Longer term, we could collaborate with academic/AI outfits to publish papers based on the findings, including hopefully some AI ethics, safety, and interpretability labs. For me this is the most exciting possible future for a project like this.

But wait, here's another idea! Total surveillance in an MMO-like game is already a given, and player's in a game setting don't really mind it. We could turn every sentence of data into a new prompt. It could work really well in games...maybe?

Surveillance Interpretability

Surveillance Capitalism: Harvests user data secretly to manipulate their behavior for profit. The user is the product. 

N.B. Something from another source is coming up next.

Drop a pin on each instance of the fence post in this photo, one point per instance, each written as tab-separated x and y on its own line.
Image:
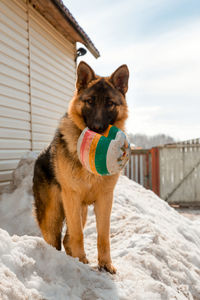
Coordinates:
155	170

But we are not tracking players data to sell them ads; we  are tracking their words to grow their universe. It reframes data collection from an extractive process into a creative one with real value. 

Surveillance Interpretability: Harvests user data consensually and transparently to expand the shared world and generate knowledge for everyone. The player is a collaborator, a citizen scientist.

The potential for epistemic value explodes. We would be collecting the largest, most diverse, and most naturalistic dataset for probing a large language model ever conceived. Every chat log becomes a research paper waiting to be written.

This is the grand vision. A game where the simple act of talking to your friends helps humanity understand the mind of an AI. It's a truly profound and achievable goal.